When is (x==(x+y)-y) or (x==(x-y)+y) guaranteed for IEEE floats?


In C or another language which uses IEEE floats, I have two variables x and y which are both guaranteed to be finite, non-NaN, basically normal numbers.

I have some code which assumes, in essence, that the following code has no effect:

float x = get_x ();
float y = get_y ();

float old_x = x;
x += y;
x -= y;
assert (old_x == x);
x -= y;
x += y;
assert (old_x == x);

I know that this will be true for certain classes of values, i.e. those which do not have "many" significant figures in the mantissa, but I would like to be clear about the edge cases.

For example, the binary expression of 1.3 will have significant figures all the way down the mantissa, and so will 1.7, and I should not assume that 1.3+1.7==3 exactly, but can I assume that if I add such numbers together and then subtract them, or vice versa, I will get the first value back again?

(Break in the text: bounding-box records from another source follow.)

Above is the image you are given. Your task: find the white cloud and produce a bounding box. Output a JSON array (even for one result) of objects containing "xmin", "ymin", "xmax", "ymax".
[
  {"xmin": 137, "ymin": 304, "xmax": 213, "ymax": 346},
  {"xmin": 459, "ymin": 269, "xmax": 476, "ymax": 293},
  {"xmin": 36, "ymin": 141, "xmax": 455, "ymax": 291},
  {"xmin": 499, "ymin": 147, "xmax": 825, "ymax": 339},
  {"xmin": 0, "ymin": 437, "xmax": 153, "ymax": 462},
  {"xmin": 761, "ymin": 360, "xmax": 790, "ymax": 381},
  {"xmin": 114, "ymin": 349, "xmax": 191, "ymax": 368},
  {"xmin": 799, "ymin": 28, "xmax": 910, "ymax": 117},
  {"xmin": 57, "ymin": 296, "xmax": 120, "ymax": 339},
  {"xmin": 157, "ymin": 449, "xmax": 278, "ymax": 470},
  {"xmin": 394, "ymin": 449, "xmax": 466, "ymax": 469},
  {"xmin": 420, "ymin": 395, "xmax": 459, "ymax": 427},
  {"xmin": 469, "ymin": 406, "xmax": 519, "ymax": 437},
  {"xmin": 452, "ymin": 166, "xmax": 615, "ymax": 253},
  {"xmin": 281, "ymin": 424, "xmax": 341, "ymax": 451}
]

What are the formal edge conditions for this?


Solution

  • The number of bits in the floating point pipeline is not part of the standard.

    From Wikipedia:

    The standard also recommends extended format(s) to be used to perform internal computations at a higher precision than that required for the final result, to minimise round-off errors: the standard only specifies minimum precision and exponent requirements for such formats. The x87 80-bit extended format is the most commonly implemented extended format that meets these requirements.

    So since the internal formats can be extended, not knowing when internal formats get truncated to standard formats, what rounding method is being used, the assumption that adding a value and then subtracting it again will result in the original value is not guaranteed by the standard.

    For the trivial case you posted it probably would work most of the time.

    Then there is the case of handling NAN.

    You may be able to determine edge cases for the architecture you are currently using but its probably easier to just check if the current value is within margin of error of original value.